CGCNN Workflow
CGCNN_VFE is a repository conisting of training and testing data for both Bader charges and vacancy formation energies for each atom within a Ni-Cu-Au-Pd HEA alloys phase space. This includes data from 18 binary constituent alloys, 18 ternary constituent alloys, and 5 quaternary alloys. Updated crystal graph convolutional neural networks (CGCNN) are used to predict Bader charges and vacancy formation energies. Examples for both are found in the '/bc_files/' and '/vfe_files/' folders, respectively. To create new data, use the 'create_model_inputs.ipynb' Notebook in the '/pre_and_post_processing/' folder by loading in a relaxed structure and its Bader charge and vacancy formation energy data.
CHGNet Workflow
CHGNet is also fine-tuned and utilized to relax HEA structures with good accuracy. An example of how to fine-tune CHGNet is found in the '/chgnet_files/' folder. Once structures are relaxed (either via DFT or CHGNet), they can be passed through the saved Bader charge and vacancy formation energy models to obtain both accurately for any given structure.
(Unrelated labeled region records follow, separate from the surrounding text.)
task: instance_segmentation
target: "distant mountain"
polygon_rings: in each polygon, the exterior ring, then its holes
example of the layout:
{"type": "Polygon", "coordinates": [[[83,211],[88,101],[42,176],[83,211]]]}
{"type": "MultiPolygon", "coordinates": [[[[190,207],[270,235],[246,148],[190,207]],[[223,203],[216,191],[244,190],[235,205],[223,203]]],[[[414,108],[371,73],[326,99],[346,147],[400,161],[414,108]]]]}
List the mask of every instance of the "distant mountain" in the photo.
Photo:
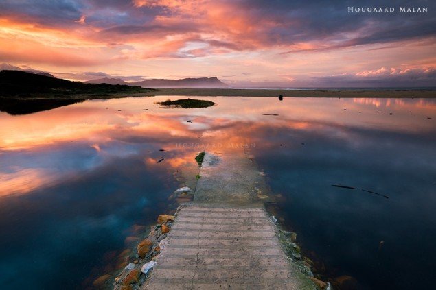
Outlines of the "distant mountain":
{"type": "Polygon", "coordinates": [[[227,88],[229,86],[216,77],[186,78],[181,80],[152,79],[130,83],[143,88],[227,88]]]}
{"type": "Polygon", "coordinates": [[[129,84],[129,83],[124,82],[122,79],[115,79],[113,77],[103,77],[97,80],[89,80],[89,81],[83,82],[85,84],[129,84]]]}

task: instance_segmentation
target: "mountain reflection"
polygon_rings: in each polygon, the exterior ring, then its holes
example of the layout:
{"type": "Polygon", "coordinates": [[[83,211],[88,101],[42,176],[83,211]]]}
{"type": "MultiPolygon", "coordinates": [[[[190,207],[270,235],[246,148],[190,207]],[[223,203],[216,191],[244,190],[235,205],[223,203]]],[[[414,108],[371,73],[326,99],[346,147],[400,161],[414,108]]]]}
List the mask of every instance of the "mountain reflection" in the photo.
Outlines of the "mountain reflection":
{"type": "Polygon", "coordinates": [[[275,206],[285,226],[332,276],[351,275],[372,289],[382,276],[406,289],[401,283],[416,280],[404,272],[404,258],[416,269],[411,275],[432,269],[406,249],[434,256],[420,237],[436,238],[435,101],[223,97],[202,97],[217,105],[200,109],[155,104],[167,99],[0,112],[1,284],[81,285],[106,267],[105,253],[126,246],[129,228],[174,208],[168,198],[177,186],[195,184],[198,152],[225,155],[245,145],[283,197],[275,206]],[[404,241],[404,230],[417,236],[404,241]],[[374,251],[382,239],[380,258],[374,251]],[[16,271],[24,263],[32,264],[25,280],[16,271]]]}

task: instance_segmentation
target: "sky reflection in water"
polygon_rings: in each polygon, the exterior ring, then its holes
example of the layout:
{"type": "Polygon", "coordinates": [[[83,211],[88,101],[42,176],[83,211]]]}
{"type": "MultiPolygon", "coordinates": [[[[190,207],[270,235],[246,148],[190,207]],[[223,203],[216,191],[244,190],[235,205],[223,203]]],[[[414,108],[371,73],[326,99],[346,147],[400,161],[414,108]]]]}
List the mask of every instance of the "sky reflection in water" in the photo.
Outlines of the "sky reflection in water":
{"type": "Polygon", "coordinates": [[[194,145],[223,152],[251,143],[273,193],[283,196],[279,215],[329,274],[352,276],[364,289],[426,286],[436,261],[434,101],[210,97],[202,99],[217,105],[203,109],[154,104],[166,99],[0,113],[0,284],[87,285],[113,259],[108,252],[127,247],[134,225],[175,206],[167,198],[183,180],[174,173],[194,176],[202,149],[194,145]]]}

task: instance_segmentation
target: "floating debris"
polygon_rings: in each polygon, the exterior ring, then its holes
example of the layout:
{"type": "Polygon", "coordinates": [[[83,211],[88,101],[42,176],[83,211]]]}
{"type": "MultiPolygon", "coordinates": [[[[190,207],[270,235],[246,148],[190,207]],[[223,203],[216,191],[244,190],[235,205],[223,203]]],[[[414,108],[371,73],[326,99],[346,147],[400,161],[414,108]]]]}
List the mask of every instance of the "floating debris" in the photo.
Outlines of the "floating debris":
{"type": "Polygon", "coordinates": [[[155,261],[150,261],[148,263],[146,263],[141,267],[141,271],[144,273],[144,274],[146,274],[146,277],[147,277],[147,274],[148,274],[148,272],[150,271],[150,270],[153,269],[153,267],[156,265],[157,263],[155,261]]]}
{"type": "Polygon", "coordinates": [[[356,187],[347,186],[346,185],[338,185],[338,184],[332,184],[332,186],[334,187],[340,187],[341,189],[358,189],[356,187]]]}

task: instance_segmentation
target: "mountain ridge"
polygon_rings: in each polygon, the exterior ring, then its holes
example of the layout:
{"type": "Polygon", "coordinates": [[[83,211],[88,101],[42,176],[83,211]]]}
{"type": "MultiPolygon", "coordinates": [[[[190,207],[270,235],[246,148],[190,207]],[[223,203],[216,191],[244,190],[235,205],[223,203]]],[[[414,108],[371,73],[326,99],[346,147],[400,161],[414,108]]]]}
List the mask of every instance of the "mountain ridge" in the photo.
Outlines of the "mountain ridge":
{"type": "Polygon", "coordinates": [[[84,82],[85,84],[110,84],[139,86],[143,88],[220,88],[229,86],[216,77],[185,77],[179,80],[150,79],[143,81],[127,82],[121,78],[103,77],[84,82]]]}

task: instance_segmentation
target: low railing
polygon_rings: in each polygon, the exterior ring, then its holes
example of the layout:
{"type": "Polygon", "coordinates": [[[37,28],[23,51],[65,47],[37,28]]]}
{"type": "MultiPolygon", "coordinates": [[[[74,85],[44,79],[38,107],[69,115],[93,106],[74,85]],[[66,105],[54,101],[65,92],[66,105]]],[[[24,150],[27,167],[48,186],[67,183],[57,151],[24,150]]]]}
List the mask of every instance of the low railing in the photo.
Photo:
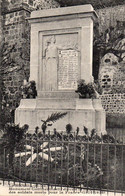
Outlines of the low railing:
{"type": "Polygon", "coordinates": [[[13,149],[1,148],[3,185],[8,180],[125,193],[125,145],[108,135],[29,134],[13,149]]]}

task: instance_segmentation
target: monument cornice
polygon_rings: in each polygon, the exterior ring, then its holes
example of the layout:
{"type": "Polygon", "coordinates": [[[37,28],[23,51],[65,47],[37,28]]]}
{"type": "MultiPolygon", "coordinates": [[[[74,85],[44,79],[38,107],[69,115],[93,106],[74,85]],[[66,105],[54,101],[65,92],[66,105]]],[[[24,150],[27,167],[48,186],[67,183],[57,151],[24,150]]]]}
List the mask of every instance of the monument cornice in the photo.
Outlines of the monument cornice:
{"type": "Polygon", "coordinates": [[[46,10],[33,11],[31,17],[28,18],[30,23],[38,22],[49,22],[55,20],[70,20],[78,18],[88,18],[91,17],[93,20],[96,20],[98,15],[94,11],[91,5],[84,6],[72,6],[67,8],[54,8],[49,9],[49,12],[46,10]]]}

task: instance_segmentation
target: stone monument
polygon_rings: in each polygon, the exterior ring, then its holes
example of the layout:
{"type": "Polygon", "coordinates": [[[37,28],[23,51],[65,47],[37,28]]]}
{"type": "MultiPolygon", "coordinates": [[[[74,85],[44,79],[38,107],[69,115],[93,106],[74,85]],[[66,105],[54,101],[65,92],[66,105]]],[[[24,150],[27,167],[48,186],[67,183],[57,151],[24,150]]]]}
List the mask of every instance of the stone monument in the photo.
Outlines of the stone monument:
{"type": "Polygon", "coordinates": [[[15,123],[41,127],[41,119],[55,112],[67,115],[51,129],[75,131],[83,125],[105,131],[105,111],[99,99],[79,99],[77,81],[92,81],[93,22],[91,5],[33,11],[31,24],[30,80],[37,84],[36,99],[22,99],[15,123]]]}

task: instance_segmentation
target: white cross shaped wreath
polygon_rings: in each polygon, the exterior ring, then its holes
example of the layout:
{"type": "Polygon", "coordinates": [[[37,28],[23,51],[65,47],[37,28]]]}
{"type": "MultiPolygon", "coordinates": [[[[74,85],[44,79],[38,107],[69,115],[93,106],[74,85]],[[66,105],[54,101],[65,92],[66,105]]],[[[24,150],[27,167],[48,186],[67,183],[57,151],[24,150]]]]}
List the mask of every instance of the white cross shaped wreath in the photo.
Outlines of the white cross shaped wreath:
{"type": "Polygon", "coordinates": [[[46,147],[49,144],[49,142],[44,142],[43,144],[40,145],[40,152],[36,152],[35,148],[33,146],[30,145],[25,145],[26,150],[29,150],[27,152],[20,152],[20,153],[16,153],[15,157],[22,157],[22,156],[26,156],[26,155],[31,155],[30,158],[26,161],[26,166],[29,166],[39,155],[40,157],[42,157],[43,159],[53,162],[54,159],[52,158],[51,154],[46,154],[45,152],[54,152],[54,151],[59,151],[59,150],[63,150],[63,147],[46,147]],[[46,148],[45,148],[46,147],[46,148]]]}

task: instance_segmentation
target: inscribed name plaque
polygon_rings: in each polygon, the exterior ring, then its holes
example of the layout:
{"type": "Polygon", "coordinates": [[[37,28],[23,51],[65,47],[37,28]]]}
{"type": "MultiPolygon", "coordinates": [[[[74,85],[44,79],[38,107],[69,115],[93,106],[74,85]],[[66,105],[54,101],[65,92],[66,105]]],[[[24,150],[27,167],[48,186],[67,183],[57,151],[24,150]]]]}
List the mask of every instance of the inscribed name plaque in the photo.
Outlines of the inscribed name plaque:
{"type": "Polygon", "coordinates": [[[59,50],[58,57],[58,89],[76,89],[78,81],[78,51],[73,49],[59,50]]]}

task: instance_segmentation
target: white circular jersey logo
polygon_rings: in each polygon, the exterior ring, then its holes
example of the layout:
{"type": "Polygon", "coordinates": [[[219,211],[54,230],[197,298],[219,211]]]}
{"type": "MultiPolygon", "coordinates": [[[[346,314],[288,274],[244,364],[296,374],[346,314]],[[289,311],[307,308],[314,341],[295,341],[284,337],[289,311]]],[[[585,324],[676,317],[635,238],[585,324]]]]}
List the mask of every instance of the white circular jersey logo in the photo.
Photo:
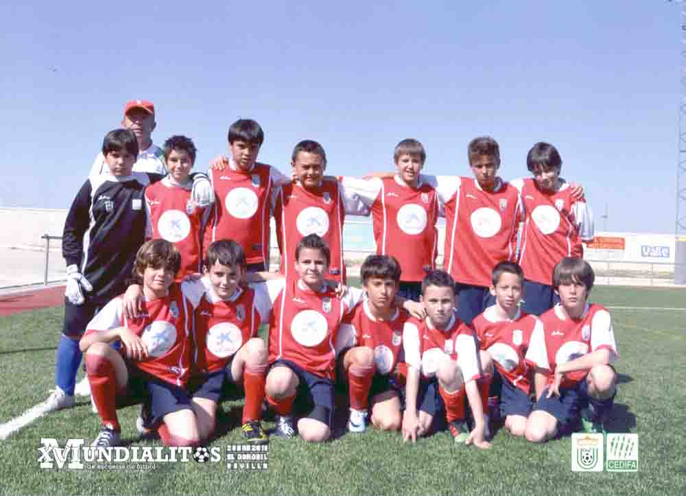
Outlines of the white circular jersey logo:
{"type": "Polygon", "coordinates": [[[231,322],[224,322],[207,331],[207,349],[220,358],[230,357],[243,344],[243,333],[231,322]]]}
{"type": "Polygon", "coordinates": [[[388,374],[393,366],[393,352],[388,346],[379,344],[374,349],[374,363],[379,374],[388,374]]]}
{"type": "Polygon", "coordinates": [[[141,339],[147,347],[147,354],[159,357],[176,342],[176,327],[170,322],[156,320],[143,329],[141,339]]]}
{"type": "Polygon", "coordinates": [[[500,214],[488,206],[475,210],[469,220],[472,229],[479,237],[493,237],[498,233],[503,224],[500,214]]]}
{"type": "Polygon", "coordinates": [[[539,205],[531,213],[531,218],[539,231],[546,235],[554,233],[560,225],[560,213],[552,205],[539,205]]]}
{"type": "Polygon", "coordinates": [[[310,234],[324,236],[329,232],[329,216],[318,206],[308,206],[298,214],[296,226],[303,236],[310,234]]]}
{"type": "Polygon", "coordinates": [[[396,220],[403,233],[421,234],[427,226],[427,212],[419,205],[410,203],[400,208],[396,220]]]}
{"type": "Polygon", "coordinates": [[[157,222],[157,231],[168,241],[178,243],[186,239],[191,232],[191,221],[188,215],[180,210],[167,210],[160,215],[157,222]]]}
{"type": "Polygon", "coordinates": [[[291,334],[303,346],[316,346],[327,337],[329,324],[323,315],[316,310],[298,312],[291,322],[291,334]]]}
{"type": "Polygon", "coordinates": [[[224,204],[228,213],[237,219],[249,219],[257,211],[257,195],[248,188],[235,188],[226,195],[224,204]]]}
{"type": "Polygon", "coordinates": [[[488,349],[488,353],[508,372],[512,372],[519,364],[519,357],[517,356],[517,351],[505,343],[495,343],[488,349]]]}
{"type": "Polygon", "coordinates": [[[575,358],[582,357],[589,353],[589,345],[579,341],[569,341],[555,353],[555,363],[558,365],[566,364],[575,358]]]}
{"type": "Polygon", "coordinates": [[[427,377],[434,375],[438,370],[438,364],[447,358],[447,355],[440,348],[431,348],[422,355],[422,373],[427,377]]]}

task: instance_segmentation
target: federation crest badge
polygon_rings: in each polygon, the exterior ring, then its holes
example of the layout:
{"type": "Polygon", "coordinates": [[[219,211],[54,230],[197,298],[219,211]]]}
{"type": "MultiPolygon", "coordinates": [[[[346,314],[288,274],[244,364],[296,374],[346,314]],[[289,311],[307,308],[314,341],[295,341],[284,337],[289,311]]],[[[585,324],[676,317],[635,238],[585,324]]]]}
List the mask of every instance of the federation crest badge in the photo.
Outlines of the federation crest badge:
{"type": "Polygon", "coordinates": [[[236,318],[237,318],[241,322],[246,318],[246,307],[242,305],[239,305],[236,307],[236,318]]]}
{"type": "Polygon", "coordinates": [[[322,298],[322,309],[327,314],[331,311],[331,298],[322,298]]]}

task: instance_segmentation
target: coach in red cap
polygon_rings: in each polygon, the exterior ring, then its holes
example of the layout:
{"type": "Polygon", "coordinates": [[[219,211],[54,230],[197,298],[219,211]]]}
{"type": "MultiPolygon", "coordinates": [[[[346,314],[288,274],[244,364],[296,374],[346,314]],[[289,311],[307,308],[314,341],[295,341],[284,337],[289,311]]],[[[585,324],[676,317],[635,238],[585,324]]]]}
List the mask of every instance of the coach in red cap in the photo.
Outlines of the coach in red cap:
{"type": "MultiPolygon", "coordinates": [[[[156,125],[155,106],[152,102],[130,100],[124,105],[124,117],[121,119],[121,126],[133,131],[138,140],[138,147],[141,150],[138,159],[133,165],[133,169],[137,172],[167,174],[164,152],[152,143],[150,137],[156,125]]],[[[105,158],[102,153],[98,154],[91,167],[91,175],[100,174],[108,170],[105,165],[105,158]]]]}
To install the modified CGCNN model and setup a virtual environment with the appropriate requirements, it is recommended to first set up a virtual environment using Conda:
conda create -n cgcnn_vfe python=3.12
conda activate cgcnn_vfe
Clone the main brach of the repository:
git clone https://github.com/Materials-Computation-Data-Science-MCDC/CGCNN_VFE.git
Or clone a specific branch:
git clone -b <branch_name> https://github.com/Materials-Computation-Data-Science-MCDC/CGCNN_VFE.git
Then move to cgcnnVFE directory and install in editable (-e) mode.
cd cgcnnVFE
pip install -r requirements.txt
pip install -e .
If you use these models or the workflow, please cite the following publication:
Files and Jupyter Notebooks for recreating the figures in the publication are found in the '/pre_and_post_processing/' folder.